The Waterfront, Norwich May 27, 2022
by Owen Willis
When AC/DC hired producer Mutt Lange to record Highway to Hell, he specifically set out with the goal of stopping the band from “raging too much at the end of their songs”.
Despite all the musical genes that their fellow Aussies inherited, Airbourne clearly never learned this lesson, with nearly every song tonight culminating in a triumphant wall of sound.
Whilst the band and their energy might be more spiritually at home gracing the 100ft-tall open air stages of Donington in a couple of weeks’ time, their brand of controlled chaos transfers effortlessly to the low-ceilinged Waterfront.
Sure, the antics are adapted, with frontman Joel O’Keeffe trading out death-defying rigging climbs in favour of pouring liver-traumatising, Lemmy-esque amounts of bourbon down the gullets of those crushed up against the barricade.
But by the time he’s crowd-surfing, playing a guitar solo with one hand whilst detonating a can of Carling against his forehead with the other, the realisation dawns that it ultimately doesn’t matter which venue they play, as long as you’re there to witness the absurdity of it all.

The set, though characterised by its brash, beer-soaked, four-to-the-floor stomp, is not without its variation. Cuts from their (albeit three-years-old) new album Boneshaker, fit seamlessly into the set – the boys from Warrnambool still maintaining their knack for uncomplicated, repeatable and anthemic choruses after 20 years in the game.
However, the artistic highpoint of tonight’s set comes with the mid-show back-to-back pairing of the more sombre but uplifting bluesy sway of Bottom Of The Well contrasted with the thunderous proto-thrash of Breakin’ Outta Hell.
Subtle they may not be, but the consideration given to pacing the set shows some calculation has gone into ensuring the build towards the final moments of the show is as rapturous as possible.
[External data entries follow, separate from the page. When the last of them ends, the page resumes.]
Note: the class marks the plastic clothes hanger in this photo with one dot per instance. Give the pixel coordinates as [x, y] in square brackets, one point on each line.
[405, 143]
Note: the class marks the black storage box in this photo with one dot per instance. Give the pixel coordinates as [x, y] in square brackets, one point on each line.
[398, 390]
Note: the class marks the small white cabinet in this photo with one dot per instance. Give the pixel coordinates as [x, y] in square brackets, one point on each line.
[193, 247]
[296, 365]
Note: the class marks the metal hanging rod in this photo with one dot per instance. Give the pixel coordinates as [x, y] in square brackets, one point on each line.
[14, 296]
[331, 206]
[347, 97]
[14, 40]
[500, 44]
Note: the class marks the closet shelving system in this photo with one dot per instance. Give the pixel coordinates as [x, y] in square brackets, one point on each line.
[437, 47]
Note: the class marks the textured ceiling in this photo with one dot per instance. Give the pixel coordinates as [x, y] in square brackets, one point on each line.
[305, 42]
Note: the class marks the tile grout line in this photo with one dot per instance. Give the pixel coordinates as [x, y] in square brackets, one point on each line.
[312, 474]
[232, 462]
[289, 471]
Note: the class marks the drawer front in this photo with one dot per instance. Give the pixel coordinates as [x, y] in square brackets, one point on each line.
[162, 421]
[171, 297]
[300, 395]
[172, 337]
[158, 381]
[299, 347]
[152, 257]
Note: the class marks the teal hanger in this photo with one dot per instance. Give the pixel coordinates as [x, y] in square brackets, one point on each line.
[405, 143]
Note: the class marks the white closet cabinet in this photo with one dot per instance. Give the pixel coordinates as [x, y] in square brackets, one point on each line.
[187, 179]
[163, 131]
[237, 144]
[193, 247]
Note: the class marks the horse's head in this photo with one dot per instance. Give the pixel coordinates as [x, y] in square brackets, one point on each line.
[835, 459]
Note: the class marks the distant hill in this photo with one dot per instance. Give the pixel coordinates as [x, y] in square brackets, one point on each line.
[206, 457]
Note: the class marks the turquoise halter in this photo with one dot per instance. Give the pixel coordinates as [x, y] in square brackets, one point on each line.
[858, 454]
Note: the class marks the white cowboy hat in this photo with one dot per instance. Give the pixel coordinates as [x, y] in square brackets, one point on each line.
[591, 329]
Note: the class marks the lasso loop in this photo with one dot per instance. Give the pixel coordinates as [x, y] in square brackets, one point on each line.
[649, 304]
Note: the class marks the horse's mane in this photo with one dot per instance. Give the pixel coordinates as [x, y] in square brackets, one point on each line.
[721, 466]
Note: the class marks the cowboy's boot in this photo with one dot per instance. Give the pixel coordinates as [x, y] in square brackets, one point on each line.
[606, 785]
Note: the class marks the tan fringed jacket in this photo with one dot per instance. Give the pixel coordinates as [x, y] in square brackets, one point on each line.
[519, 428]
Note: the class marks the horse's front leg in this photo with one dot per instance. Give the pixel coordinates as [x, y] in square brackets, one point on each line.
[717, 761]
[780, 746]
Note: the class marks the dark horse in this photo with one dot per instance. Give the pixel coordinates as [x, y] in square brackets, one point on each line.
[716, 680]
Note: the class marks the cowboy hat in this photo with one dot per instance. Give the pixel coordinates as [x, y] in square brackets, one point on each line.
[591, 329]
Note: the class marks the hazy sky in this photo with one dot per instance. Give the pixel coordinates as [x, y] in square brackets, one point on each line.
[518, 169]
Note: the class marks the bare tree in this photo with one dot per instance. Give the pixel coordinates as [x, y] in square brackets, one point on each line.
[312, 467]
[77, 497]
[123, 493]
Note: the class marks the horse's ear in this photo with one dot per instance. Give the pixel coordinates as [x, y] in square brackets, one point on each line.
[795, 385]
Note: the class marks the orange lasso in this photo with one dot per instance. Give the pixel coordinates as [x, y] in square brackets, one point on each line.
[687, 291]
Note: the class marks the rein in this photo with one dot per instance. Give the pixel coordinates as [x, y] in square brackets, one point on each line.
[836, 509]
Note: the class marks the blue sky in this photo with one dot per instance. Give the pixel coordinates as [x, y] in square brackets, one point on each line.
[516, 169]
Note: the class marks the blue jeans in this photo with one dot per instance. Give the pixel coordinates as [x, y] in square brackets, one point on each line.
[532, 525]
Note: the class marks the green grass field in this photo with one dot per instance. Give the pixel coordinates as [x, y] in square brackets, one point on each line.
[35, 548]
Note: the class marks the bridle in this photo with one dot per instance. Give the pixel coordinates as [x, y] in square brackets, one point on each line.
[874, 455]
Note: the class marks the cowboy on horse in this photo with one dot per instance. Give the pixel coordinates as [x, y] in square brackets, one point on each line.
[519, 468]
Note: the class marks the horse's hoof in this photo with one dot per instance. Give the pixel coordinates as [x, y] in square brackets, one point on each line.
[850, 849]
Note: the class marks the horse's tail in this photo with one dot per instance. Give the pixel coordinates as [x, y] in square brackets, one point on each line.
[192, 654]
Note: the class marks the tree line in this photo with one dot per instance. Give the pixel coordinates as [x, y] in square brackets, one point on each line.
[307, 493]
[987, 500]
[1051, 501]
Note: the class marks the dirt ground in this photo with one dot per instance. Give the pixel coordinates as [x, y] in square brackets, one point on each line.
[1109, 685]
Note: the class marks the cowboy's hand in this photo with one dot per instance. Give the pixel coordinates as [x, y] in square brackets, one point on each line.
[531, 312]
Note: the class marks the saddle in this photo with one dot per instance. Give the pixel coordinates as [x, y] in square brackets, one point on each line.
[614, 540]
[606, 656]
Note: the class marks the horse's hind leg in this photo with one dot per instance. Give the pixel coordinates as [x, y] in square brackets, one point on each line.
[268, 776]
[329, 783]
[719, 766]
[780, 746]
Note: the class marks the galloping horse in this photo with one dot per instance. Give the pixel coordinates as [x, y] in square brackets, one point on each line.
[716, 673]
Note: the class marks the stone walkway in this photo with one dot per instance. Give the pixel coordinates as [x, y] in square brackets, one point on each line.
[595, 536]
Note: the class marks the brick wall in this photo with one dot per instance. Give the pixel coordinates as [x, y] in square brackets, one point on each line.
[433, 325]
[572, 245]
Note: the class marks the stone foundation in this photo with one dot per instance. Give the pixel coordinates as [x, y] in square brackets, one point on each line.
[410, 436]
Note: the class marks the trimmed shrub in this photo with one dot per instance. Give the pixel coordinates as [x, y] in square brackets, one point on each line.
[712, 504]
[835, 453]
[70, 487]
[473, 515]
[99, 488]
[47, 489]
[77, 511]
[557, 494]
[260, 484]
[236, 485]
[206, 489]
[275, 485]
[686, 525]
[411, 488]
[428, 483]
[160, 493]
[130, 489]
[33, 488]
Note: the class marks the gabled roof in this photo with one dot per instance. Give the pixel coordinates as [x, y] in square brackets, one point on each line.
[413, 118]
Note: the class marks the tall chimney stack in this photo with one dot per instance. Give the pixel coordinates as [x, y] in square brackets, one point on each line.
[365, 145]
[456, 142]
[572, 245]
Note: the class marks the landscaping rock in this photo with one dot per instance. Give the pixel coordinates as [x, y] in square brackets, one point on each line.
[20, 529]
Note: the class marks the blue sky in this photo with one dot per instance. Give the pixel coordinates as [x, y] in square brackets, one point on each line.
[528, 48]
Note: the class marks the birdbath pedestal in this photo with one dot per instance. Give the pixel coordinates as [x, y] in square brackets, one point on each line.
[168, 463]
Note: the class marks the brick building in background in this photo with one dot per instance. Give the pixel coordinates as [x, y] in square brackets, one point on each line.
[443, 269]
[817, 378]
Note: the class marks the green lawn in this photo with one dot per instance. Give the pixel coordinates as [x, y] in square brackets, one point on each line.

Airbourne never set out to reinvent the wheel, and whilst simply labelling them as “AC/DC Part II” fails to capture the wider range of influences on show, it’s not an inaccurate description.
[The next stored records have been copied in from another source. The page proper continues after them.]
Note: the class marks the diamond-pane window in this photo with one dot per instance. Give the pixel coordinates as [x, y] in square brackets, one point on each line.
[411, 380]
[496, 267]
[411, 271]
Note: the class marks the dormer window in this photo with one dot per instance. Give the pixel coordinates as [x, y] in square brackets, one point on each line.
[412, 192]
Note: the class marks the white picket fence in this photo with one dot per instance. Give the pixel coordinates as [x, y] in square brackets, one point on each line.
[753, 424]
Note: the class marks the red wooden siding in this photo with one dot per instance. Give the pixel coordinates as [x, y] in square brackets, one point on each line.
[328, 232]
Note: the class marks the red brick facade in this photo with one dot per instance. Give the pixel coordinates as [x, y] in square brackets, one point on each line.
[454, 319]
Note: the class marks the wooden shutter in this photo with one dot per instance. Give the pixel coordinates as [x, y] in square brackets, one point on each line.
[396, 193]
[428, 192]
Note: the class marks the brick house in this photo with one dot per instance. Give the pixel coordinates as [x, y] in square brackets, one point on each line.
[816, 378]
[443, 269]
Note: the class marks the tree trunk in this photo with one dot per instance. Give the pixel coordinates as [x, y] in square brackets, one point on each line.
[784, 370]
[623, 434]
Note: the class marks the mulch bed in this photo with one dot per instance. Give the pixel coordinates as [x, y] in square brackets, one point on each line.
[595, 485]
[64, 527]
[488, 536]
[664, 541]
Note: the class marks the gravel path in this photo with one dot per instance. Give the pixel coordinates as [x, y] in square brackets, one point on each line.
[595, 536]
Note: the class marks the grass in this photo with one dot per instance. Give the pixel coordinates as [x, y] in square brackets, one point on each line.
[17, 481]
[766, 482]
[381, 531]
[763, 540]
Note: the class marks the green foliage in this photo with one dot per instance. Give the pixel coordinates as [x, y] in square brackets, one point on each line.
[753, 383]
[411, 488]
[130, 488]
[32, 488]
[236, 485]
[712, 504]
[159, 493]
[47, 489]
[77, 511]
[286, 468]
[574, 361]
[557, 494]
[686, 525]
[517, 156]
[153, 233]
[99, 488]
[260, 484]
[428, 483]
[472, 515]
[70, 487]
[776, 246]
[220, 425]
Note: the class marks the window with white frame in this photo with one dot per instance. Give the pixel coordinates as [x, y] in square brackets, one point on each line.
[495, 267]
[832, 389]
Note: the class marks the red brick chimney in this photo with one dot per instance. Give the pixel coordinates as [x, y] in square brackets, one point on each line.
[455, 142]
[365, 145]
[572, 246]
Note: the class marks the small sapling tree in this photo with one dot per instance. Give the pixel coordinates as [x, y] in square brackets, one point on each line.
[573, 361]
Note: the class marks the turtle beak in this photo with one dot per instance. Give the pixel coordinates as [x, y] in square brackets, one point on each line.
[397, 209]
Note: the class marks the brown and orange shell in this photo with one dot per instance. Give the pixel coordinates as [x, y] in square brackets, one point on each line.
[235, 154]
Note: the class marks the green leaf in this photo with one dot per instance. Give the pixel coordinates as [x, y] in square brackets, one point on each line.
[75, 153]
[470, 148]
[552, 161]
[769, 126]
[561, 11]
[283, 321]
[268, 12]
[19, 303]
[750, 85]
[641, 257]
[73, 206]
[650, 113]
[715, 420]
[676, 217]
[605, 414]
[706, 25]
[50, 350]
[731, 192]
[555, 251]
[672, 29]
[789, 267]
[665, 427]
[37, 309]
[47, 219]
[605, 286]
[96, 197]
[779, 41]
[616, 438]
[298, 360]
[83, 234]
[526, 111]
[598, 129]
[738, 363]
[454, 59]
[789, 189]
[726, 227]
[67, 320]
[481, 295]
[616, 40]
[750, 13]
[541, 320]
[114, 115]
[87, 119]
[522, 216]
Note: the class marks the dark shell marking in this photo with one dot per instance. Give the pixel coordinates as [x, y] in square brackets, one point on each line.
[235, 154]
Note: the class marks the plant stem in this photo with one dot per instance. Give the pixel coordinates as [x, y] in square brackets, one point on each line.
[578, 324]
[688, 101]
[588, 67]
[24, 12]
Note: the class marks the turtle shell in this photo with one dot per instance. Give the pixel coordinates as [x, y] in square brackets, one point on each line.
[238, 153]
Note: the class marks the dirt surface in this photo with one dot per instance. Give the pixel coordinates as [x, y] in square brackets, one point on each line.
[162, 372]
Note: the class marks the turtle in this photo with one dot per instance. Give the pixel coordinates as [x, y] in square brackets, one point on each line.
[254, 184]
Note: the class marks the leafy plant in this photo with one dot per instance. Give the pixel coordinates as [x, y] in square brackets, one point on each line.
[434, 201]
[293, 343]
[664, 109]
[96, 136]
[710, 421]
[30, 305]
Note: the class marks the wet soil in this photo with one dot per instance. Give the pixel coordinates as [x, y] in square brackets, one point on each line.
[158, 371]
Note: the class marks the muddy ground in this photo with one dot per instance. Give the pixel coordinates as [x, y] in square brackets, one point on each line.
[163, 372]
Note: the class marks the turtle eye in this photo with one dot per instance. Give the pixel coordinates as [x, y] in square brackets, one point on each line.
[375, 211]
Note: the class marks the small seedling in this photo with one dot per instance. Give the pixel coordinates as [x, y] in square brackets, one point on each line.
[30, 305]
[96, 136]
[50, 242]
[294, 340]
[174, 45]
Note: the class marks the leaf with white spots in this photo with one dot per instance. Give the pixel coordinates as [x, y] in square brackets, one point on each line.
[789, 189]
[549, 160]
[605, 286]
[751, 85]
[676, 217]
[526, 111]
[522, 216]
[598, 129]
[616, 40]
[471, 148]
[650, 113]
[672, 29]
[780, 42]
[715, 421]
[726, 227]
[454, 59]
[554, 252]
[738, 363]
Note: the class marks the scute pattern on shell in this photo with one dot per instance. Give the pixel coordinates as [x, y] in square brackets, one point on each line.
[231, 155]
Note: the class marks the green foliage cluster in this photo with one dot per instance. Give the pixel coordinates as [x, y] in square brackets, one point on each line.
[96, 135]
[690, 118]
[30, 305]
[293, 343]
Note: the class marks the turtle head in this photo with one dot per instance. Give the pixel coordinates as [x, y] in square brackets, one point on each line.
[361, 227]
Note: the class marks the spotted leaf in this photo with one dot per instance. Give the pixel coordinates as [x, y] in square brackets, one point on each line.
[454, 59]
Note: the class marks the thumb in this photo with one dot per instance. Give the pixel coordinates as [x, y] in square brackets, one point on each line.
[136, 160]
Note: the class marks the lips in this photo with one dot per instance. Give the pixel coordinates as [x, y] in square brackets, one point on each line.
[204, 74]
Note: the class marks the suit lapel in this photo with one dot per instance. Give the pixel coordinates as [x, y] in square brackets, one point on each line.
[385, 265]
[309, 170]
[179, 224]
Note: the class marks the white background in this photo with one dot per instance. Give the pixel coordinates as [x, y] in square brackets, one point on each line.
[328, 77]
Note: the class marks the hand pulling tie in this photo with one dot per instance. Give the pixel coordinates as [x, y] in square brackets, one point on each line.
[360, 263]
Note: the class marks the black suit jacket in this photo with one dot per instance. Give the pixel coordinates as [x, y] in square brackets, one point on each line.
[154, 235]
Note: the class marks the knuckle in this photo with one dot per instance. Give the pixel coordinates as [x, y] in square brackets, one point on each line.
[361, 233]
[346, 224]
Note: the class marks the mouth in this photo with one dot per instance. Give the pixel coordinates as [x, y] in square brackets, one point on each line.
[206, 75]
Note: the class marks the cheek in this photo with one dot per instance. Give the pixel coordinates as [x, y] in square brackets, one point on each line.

But that’s no bad thing. Whilst drawing on influences solely from a minimum of 40 years ago has snared multiple bands in the last few years into nausea-inducing nostalgia for “the good old days”, it can also demonstrate how something that was so good back then is equally as compelling today.
Airbourne so easily fall into the latter camp as to be poster boys for it. They’re not doing it to prove a point, they’re doing it because it’s fun.
There really isn’t a better reason to get on stage than that.